In the mid-90’s, an old friend of my family planted a new church. As I recall, we missed his virgin sermon, attending instead a morning service a few weeks later. I remember that day all too vividly.

My parents sat in the front pew; I felt more comfortable sitting five rows back with my brother and sister. We sang three hymns, read from the Gospel of Matthew, and then worked our way through two more songs. All things considered, the service progressed swimmingly. That is until the new visitors were encouraged to stand and introduce themselves.

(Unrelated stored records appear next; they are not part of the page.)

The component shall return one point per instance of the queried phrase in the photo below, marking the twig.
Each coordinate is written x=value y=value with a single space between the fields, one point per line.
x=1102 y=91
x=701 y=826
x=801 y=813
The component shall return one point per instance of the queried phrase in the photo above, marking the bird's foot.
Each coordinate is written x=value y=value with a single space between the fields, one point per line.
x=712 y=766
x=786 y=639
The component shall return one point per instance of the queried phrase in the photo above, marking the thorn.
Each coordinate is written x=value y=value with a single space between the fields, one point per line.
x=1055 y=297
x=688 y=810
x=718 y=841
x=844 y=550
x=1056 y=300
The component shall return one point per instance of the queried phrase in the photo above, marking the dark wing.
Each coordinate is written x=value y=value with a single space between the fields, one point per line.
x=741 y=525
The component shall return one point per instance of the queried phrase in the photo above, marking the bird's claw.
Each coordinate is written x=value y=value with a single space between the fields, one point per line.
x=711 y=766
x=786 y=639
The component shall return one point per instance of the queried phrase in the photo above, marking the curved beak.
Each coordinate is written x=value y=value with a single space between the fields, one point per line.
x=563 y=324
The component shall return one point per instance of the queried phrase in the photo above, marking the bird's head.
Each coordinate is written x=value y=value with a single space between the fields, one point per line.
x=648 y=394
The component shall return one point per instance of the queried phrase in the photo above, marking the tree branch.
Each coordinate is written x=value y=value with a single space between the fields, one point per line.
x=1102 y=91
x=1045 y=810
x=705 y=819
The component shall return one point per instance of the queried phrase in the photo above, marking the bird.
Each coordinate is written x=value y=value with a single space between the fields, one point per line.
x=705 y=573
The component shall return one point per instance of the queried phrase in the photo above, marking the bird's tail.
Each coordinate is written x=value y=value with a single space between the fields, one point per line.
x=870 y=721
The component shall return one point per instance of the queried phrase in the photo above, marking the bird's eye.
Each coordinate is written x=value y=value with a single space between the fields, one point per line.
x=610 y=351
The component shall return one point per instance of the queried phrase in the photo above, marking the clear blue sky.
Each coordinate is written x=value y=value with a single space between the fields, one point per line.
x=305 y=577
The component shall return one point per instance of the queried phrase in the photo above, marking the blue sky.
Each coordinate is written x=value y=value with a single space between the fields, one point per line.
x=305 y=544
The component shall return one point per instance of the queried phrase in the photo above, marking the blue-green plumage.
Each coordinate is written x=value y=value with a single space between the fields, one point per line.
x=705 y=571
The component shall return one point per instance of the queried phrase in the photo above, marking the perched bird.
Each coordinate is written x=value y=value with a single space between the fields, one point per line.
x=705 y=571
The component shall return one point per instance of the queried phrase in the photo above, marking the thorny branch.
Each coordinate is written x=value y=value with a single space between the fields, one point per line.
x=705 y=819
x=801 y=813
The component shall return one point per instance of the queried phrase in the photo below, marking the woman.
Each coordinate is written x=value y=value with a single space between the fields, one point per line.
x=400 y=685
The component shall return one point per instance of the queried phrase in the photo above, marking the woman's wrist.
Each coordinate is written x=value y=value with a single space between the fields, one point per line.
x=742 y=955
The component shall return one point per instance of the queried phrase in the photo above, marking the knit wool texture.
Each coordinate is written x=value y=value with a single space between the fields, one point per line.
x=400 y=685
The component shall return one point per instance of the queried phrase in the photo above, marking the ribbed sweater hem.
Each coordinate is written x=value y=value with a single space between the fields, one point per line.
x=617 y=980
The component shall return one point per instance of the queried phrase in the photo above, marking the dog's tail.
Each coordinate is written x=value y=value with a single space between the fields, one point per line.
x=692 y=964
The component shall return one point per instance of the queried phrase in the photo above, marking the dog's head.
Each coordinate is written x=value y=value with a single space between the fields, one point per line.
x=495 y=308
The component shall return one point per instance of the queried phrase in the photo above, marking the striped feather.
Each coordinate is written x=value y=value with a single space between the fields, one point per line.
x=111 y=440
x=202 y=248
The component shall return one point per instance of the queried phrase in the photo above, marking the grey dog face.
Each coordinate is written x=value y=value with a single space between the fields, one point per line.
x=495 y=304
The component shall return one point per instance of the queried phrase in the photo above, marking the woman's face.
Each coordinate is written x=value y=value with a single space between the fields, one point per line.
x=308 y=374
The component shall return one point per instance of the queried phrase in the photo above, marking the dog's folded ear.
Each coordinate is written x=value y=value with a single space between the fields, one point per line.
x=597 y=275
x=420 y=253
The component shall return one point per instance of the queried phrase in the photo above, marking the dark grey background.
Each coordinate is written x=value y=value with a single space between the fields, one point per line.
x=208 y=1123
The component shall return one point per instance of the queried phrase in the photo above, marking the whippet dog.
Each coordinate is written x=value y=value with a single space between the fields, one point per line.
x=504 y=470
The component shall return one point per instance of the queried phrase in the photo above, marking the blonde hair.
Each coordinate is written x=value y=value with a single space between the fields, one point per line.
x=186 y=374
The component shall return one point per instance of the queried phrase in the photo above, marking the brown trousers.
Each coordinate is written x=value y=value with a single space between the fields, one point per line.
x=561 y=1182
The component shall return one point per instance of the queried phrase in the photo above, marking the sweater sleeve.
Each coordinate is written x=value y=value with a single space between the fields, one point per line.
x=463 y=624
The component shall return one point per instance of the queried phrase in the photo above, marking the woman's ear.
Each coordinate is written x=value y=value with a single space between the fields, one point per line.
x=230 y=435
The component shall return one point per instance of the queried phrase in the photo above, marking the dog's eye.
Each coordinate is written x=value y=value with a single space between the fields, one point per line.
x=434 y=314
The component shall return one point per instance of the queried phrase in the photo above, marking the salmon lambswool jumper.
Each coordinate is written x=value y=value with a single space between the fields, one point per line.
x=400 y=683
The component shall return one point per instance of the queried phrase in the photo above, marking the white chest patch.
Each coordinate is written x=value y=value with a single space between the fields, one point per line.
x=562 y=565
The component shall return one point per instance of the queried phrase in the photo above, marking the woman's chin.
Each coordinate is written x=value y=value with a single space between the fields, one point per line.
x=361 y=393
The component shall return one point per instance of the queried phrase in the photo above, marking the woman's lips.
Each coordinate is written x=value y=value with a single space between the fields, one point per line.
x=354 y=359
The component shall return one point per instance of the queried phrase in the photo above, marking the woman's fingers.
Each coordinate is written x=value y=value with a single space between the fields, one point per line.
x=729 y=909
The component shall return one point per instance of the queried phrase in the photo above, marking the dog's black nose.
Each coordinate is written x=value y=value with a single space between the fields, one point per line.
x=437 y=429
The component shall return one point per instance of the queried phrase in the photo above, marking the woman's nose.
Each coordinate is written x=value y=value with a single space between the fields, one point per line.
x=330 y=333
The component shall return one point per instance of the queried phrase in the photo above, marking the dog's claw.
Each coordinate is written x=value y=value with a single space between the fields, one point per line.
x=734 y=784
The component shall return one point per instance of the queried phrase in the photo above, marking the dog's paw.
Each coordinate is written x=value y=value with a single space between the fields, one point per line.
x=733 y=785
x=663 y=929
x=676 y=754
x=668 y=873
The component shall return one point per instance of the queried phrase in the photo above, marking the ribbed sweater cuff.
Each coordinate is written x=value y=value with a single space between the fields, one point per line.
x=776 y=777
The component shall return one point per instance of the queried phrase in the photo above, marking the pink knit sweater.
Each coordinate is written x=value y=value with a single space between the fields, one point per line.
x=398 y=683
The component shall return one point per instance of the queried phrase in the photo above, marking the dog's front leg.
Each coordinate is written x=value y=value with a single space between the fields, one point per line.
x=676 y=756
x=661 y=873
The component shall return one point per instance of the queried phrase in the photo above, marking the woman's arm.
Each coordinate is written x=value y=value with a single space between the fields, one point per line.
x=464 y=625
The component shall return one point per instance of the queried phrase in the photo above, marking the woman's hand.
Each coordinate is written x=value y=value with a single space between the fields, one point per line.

My dad said, “Hello, I’m so and so,” and I duly waited my turn. As the introductions commenced, my mind started to wander to my mum’s delicious Sunday roast at home. There was no need for me to pay attention, after all; my siblings would be my cue to get ready. They’re older than me. Obviously they’d be asked to speak before me.

Boy, was I wrong.

It came to pass that the boy raised his eyes to the man on the pulpit. And he, this anointed agent of Heaven with the godly eyebrows and obsidian robes, pointed a quivering finger at the youth’s gluttonous heart, thus casting out the roast reverie and delivering the child from his gravy daydream. ‘Twas as if God himself demanded, “WHO ARE YOU, BOY?”

Who, me? I was a deer in the headlights of onrushing shame. Futilely, I gestured to my parents — suddenly, so far away — and then, I tried to explain myself. I said, “I am…my father’s son.”

Never let it be said that I’m a liar.

A punchline silence greeted my declaration, shortly followed by laughter — the entire congregation were rolling in the aisles. And after the bellies of these good churchgoing folk ached too much to continue, my wiseass brother affectionately nudged me and announced, “I’m his brother.” Another round of chortling ensued and my humiliation was complete.

I’ve never lived this faux pas down, and I don’t really care to. It’s a fun story to tell. And it served me well when I toasted my parents at my sister’s wedding. “I am my father’s son. I am my mother’s son. And I’m very proud of that.”